The National Bank of Greece and seven others have been downgraded to either B3 or B1 from higher ratings and all their outlooks have been moved to negative, the agency said in a statement.
The downgrades match Greece’s sovereign downgrade to Caa1 from B1 and are all linked to the threat that the peripheral eurozone nation will need to partially default on its debt through a restructuring soon.
“Today’s banking rating actions signal the increasing convergence of default risks between the Greek government and the standalone financial strength of Greek banks,” it said.
The banks’ exposure to Greek government bonds ranges from 50 to 330 per cent of their Tier 1 capital.

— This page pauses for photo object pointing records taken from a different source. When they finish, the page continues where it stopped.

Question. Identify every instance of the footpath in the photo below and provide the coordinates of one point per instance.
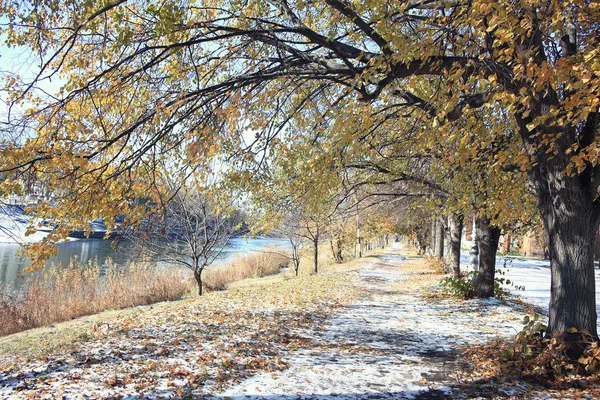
(372, 329)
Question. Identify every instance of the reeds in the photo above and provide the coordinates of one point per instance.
(60, 294)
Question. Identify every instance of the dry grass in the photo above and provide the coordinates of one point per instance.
(255, 265)
(78, 290)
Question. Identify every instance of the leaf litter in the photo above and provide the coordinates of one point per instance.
(371, 331)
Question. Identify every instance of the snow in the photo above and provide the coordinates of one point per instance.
(391, 341)
(385, 346)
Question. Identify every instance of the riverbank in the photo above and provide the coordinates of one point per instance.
(60, 294)
(374, 328)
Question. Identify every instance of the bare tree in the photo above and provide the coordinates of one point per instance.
(191, 232)
(289, 228)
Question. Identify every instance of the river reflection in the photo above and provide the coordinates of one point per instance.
(12, 266)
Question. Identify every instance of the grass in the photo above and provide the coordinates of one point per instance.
(257, 265)
(68, 329)
(83, 289)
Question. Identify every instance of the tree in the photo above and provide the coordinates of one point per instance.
(282, 67)
(192, 231)
(288, 227)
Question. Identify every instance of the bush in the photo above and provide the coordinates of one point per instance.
(255, 265)
(464, 287)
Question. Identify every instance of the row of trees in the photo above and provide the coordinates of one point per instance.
(462, 101)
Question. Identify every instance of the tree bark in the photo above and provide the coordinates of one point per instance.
(570, 219)
(316, 253)
(198, 277)
(456, 225)
(433, 235)
(439, 240)
(488, 239)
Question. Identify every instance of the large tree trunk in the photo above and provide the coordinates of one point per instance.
(316, 253)
(455, 223)
(198, 278)
(570, 222)
(488, 239)
(439, 240)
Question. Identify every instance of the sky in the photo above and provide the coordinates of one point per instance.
(18, 61)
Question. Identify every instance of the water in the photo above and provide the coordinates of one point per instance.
(12, 266)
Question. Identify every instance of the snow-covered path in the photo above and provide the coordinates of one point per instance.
(391, 344)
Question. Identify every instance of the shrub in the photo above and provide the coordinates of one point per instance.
(81, 289)
(254, 265)
(464, 287)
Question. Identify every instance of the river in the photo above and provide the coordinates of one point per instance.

“In a sovereign debt restructuring with a significant haircut, all of these exposures are material enough to severely damage the capitalisation levels of domestically owned Greek banks,” it added.
Separately Moody’s also last night said it would place the ratings of several key US banks under review over concerns that the government would be less willing to bail the institutions out in future.
It placed the deposit, senior debt, and senior subordinated debt ratings of Bank of America, Citigroup, Wells Fargo and their subsidiaries on review for possible downgrade, it said yesterday, as it marked an end to the “unusual levels of uplift” to their ratings associated with implicit US government support for systemically important banks.